Youth Chief of the Pakatan Harapan
- In office 4 March 2021 – 6 August 2021
- Preceded by: Syed Saddiq Syed Abdul Rahman
- Succeeded by: Howard Lee Chuan How

Youth Chief of the National Trust Party
- In office 4 July 2020 – 6 August 2021
- Preceded by: Hasnul Zulkarnain Abdul Munaim
- Succeeded by: Mohd Hasbie Muda

Personal details
- Born: Shazni Munir bin Mohd Ithnin 14 January 1987 Segamat, Johor, Malaysia
- Died: 6 August 2021 (aged 34)
- Cause of death: COVID-19
- Resting place: Tanah Perkuburan Islam Kampung Permatang Pasir, Bukit Pasir, Muar, Johor
- Party: National Trust Party (AMANAH)
- Spouse: Zarith Noor Abdul Kahar ​ ​(m. 2012)​
- Children: 3
- Alma mater: Universiti Malaya
- Occupation: Politician

= Shazni Munir Mohd Ithnin =

Malaysian politician (1987–2021)

Shazni Munir bin Mohd Ithnin (14 January 1987 – 6 August 2021) is the former Youth Chief of Pakatan Harapan and National Trust Party (AMANAH). He is also the former President of the Islamic Student Association Universiti Malaya (PMIUM).

==Background==
Shazni Munir is from Segamat, Johor. He was previously an intermediate level Bachelor of Islamic Studies and Science (Biotechnology) student at the Islamic Studies Academy, University of Malaya. He has been the President of the Student Representative Council (MPP) of APIUM Nilam Puri, Kelantan for the 2006 and 2007 sessions. He is also the co-founder and council member of the Student Movement to abolish AUKU (GMMA). He has held the position of President of the University of Malaya Muslim Students Association (PMIUM), Deputy President of the All-Malaysian Muslim Students Association (GAMIS) and Chairman of Malaysian Student Solidarity (SMM).

==Politics==
On 8 December 2019, Shazni Munir became the Vice Youth Chief of the National Trust Party.
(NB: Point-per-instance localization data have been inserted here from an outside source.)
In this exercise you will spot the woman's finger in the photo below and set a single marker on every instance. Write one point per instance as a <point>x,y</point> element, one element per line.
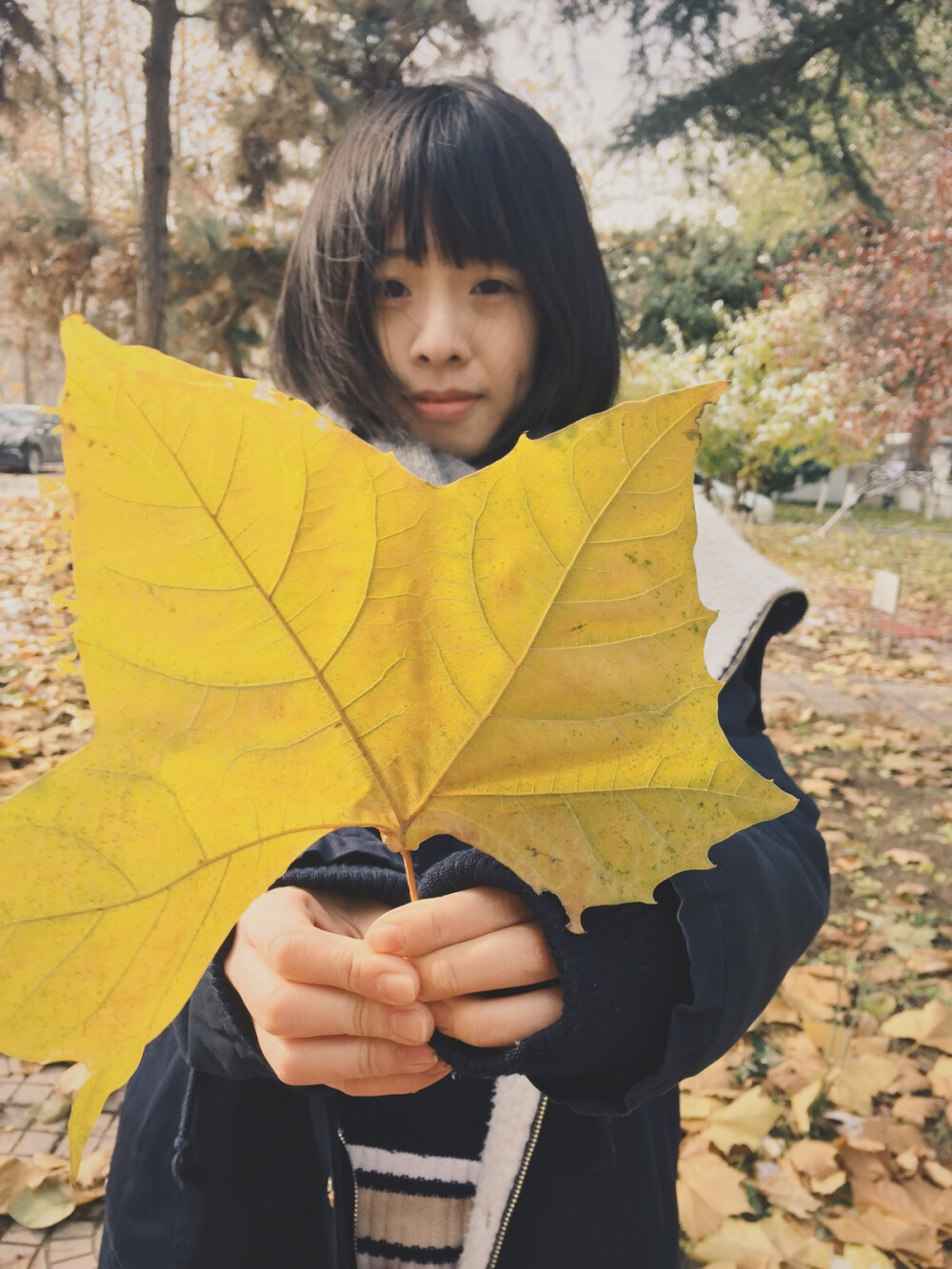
<point>281,933</point>
<point>417,929</point>
<point>394,1085</point>
<point>295,1012</point>
<point>498,1021</point>
<point>514,957</point>
<point>341,1059</point>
On 4 July 2020, Hasnul Zulkarnain, the former Youth Chief of the AMANAH Party, resigned from the party, and Shazni Munir became the head of the Youth Chief of the AMANAH Party.

On 5 March 2021, Shazni Munir became the head of the PH Youth Chief.

==Death==
When Malaysia was hit by the COVID-19 epidemic, he died on 6 August 2021 due to the fifth stage of COVID-19 infection. He left behind a widow and three children.